Hair appliances were everywhere at Cosmoprof and at the Belson booth there were different versions for all types of hair and consumers. The sexiest new items by Belson are under the new Brazilian Heat by Mega Hot brand. Each tool in the line, said Ileana Moya, director of marketing, is bright orange and stark white, and includes a blow-dryer with a dial to control air flow, and two flat irons, which heat up to 450 degrees in as little as 30 seconds.

Hair tool appliance company HAI Elite celebrated its 10th anniversary at Cosmoprof as husband-and-wife team, Connie and Richard Ouellette, showed off their latest line, HAI High Classic Pro. The line uses new technology to make its blow-dryer lighter for better handling. And, ceramic plates in styling irons use nanotechnology. Connie Ouellette said the company's 2007 sales were up in the double digits and that the privately owned firm expects 33 percent sales increases for 2008 based on the Classic Pro line and the firm taking sales international. The company generates approximately $15 million in sales, according to industry sources.

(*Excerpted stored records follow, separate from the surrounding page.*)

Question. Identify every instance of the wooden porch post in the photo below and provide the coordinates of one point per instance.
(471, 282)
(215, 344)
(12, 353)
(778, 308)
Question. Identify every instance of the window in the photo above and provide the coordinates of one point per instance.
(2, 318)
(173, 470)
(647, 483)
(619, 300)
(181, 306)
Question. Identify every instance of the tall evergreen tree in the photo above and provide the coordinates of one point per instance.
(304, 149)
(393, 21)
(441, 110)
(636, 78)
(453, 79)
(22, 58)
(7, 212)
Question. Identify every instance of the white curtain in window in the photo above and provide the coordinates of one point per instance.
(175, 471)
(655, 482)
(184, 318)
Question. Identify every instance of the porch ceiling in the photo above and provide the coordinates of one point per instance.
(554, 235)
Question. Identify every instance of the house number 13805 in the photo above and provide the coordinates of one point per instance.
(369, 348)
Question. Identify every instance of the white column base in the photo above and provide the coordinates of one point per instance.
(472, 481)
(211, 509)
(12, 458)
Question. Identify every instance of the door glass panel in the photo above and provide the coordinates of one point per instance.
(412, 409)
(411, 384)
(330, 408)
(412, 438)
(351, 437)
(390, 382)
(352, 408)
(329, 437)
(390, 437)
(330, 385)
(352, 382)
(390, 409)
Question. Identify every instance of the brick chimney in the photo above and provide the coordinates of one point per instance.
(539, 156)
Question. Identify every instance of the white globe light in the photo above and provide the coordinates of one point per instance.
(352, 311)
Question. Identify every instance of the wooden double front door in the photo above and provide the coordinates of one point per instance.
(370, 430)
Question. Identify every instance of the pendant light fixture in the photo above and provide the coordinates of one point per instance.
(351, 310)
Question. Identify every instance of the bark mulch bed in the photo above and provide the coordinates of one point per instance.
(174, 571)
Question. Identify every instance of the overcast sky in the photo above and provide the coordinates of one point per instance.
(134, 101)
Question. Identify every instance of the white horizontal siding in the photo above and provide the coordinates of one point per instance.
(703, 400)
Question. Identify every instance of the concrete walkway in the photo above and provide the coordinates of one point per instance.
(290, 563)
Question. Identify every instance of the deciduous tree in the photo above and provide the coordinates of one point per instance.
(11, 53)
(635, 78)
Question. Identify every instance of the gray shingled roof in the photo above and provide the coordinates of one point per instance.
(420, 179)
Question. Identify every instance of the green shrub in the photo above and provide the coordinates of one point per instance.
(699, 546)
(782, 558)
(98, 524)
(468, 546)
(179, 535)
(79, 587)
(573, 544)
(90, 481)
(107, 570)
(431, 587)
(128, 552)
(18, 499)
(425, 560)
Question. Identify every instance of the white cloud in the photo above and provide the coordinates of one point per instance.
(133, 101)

Profound Beauty, owned by Mana Products, has ditched its "personalized salon label" strategy and instead is focusing on its edgy, hip lines, such as Atmosphere, said Stefany Reed, senior vice president of sales. Also from Mana is a new skin line launching in October called Skintuitive, a unisex line targeting various skin needs.

OPI's Suzi Weiss-Fischmann, executive vice president and creative director, talked excitedly of the company's new concept salon in Los Angeles, ROB|B. The company, which industry sources estimate to generate $100 million in sales, was up in single digits for 2007 but double-digit increase are planned for 2008 due to international growth. "We are now a global company. India, China, Russia, Romania and Poland are huge markets for us," she said. Weiss-Fischmann said the economy will not affect her business as manicures and nail care provides "instant gratification." Its new color collection, France, which includes shades of purple, deep gray and crimson, will be available in August.